畜生、俺はナチスの特別行動部隊アインザッツグルッペン指揮官じゃない。


椅子に、今は車椅子か、に座ったまま『処刑開始やれ』の一言で大勢の生命を奪う命令を下すとか、最悪だ。


どうしてこうなった?


普通に歩けるのに、暗殺未遂後の予後不良を擬装して車椅子を使用したバチが当たったのか?

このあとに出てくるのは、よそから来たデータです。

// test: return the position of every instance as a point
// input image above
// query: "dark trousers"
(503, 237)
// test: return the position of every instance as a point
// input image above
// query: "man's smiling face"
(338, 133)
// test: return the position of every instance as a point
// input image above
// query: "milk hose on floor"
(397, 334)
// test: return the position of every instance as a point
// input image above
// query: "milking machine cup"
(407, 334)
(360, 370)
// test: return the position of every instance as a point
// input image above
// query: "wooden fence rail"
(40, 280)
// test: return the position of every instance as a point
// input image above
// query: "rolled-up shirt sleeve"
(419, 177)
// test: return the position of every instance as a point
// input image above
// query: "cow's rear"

——彼らは、オストマルクの民間人を殺傷している。軍服も着用せず、民間人を装っていた犯罪者集団だ。気に病むことはない。逆に、犠牲になった我が国の無辜の民のことを考えてもらいたい——


…そうでした。


レヴィニア側がマルメディアを舐めて1月の協定を不履行し、あまつさえ協定の条件変更を求めて使節を数回送って来るなど、信義に悖る態度を撮り続けた挙句に、ヤン2世退位を会談で持ち出してくるとか、一度痛い目に合わないと自国の置かれている立ち位置が理解できないのだろう。





マルメディア 首都ノイスブルク 法務省



やれやれ、死刑執行書類は合わせて1519枚。

これ全部に署名とは!


法務大臣アインホルンが書類の山を見て、溜め息をついた。


「これも仕事だ。やるしかないな」


自身に言い聞かせるように呟いて、署名を開始する。


まずはゾンネベルク軍刑務所に収監されている捕虜80人分からだ。


銃の引き金を引くという簡単な動作で、我が国の民草を殺害したのだ。


ペンで署名するという簡単な行為が基で死刑が執行されても、文句は言えまい。


法相は黙々と作業を続けた。





マルメディア 首都ノイスブルク メンゲルン・インターナショナル・ホテル



——絞首刑か——


…のようですね。


軍法務部からは、『死体の処理は、大量の流血を伴わない絞首刑の方が楽ではないか』と連絡が来た。


執行場所になる、軍刑務所、刑務所、拘置所へ連絡する。


死刑執行の施設がない警察留置所に収監中の捕虜は、軍刑務所へ移送してからの死刑執行となる予定だ。